Benchmark West Texas Intermediate crude for October delivery fell $1.01 to close at US$109.52 a barrel on the New York Mercantile Exchange. On Friday, oil gained $2.16 to close at US$110.53, the highest closing price since May 3, 2011.
President Barack Obama has called for military action against the government of Syrian President Bashar Assad in retaliation for what the White House says was a chemical weapons attack against civilians in suburban Damascus last month. But he has so far failed to win sufficient support for intervention both at home and abroad.
Obama plans an address from the White House on Tuesday about Syria.
On a Monday, there was hope for a possible diplomatic solution when Syria's foreign minister welcomed a suggestion floated by U.S. Secretary of State John Kerry to move all the country's chemical weapons under international control.

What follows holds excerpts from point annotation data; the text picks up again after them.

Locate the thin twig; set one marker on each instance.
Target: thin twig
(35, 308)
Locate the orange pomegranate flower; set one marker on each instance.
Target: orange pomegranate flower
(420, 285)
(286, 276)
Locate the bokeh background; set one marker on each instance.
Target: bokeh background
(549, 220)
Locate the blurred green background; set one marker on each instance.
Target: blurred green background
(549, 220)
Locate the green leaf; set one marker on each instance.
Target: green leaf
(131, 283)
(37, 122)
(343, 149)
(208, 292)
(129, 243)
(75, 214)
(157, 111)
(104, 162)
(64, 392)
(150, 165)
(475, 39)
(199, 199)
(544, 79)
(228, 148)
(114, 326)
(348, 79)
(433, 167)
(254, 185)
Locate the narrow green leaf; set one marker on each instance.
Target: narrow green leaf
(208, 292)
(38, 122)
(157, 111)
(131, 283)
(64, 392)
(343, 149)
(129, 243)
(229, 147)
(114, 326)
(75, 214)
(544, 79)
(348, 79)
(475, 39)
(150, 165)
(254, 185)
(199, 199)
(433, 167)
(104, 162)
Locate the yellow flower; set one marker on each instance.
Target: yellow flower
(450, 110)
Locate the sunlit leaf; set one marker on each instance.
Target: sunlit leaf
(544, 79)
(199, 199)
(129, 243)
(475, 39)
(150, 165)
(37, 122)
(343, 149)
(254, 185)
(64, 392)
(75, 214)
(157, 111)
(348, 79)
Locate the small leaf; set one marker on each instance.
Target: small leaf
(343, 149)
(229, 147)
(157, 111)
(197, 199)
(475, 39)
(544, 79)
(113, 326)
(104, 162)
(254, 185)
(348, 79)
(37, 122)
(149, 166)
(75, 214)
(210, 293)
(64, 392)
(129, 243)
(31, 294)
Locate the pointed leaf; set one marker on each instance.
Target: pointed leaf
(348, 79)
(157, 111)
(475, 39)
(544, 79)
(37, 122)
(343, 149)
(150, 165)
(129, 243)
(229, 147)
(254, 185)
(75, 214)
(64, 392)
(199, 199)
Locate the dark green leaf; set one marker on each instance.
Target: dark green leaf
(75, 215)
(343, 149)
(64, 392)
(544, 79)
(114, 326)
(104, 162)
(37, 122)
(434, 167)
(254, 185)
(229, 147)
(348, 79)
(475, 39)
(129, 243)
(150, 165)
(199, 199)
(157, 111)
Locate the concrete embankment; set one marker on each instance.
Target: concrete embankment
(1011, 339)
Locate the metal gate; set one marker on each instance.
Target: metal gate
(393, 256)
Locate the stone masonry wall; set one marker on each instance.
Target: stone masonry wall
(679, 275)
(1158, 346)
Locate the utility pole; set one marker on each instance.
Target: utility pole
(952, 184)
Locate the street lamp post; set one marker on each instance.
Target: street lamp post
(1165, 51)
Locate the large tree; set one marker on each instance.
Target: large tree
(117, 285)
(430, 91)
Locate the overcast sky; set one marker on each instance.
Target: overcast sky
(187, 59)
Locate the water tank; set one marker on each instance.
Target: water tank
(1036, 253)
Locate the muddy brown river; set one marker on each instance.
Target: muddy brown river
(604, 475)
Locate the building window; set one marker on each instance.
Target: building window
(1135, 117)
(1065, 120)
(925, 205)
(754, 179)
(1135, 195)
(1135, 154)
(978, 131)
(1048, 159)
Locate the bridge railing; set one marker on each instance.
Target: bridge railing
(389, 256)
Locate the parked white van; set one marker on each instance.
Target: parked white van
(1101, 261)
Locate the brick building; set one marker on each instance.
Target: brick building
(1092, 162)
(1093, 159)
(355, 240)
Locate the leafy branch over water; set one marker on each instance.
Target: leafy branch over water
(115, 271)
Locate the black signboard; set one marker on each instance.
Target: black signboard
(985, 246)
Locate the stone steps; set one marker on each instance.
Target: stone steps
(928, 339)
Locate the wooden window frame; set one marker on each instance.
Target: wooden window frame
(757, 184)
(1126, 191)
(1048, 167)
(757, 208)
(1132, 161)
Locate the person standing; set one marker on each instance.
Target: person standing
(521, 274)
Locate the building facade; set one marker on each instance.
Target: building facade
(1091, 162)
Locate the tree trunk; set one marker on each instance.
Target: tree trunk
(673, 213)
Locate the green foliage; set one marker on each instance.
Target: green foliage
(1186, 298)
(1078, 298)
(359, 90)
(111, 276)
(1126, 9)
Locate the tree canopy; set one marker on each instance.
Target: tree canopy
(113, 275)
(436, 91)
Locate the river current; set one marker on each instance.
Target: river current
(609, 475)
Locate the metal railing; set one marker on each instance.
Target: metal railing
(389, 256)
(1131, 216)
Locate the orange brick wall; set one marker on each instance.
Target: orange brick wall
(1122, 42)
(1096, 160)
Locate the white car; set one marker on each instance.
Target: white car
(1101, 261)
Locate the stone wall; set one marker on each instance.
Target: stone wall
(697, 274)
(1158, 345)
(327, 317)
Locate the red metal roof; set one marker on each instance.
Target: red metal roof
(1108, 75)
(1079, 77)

The White House said it was taking a hard look at Syria's statement even as it redoubled efforts to sell the notion of the strike to a skeptical Congress and divided nation and senators prepared for a key test vote on the strike authorization Wednesday.
Brent, the benchmark for international crudes, dropped $2.40, or 2.1 per cent, to US$113.72 a barrel on the ICE Futures exchange in London.
In other energy futures trading on Nymex, wholesale gasoline fell five cents to US$2.80 a U.S. gallon (3.79 litres), heating oil retreated five cents to US$3.12 a gallon and natural gas rose eight cents to US$3.61 per 1,000 cubic feet.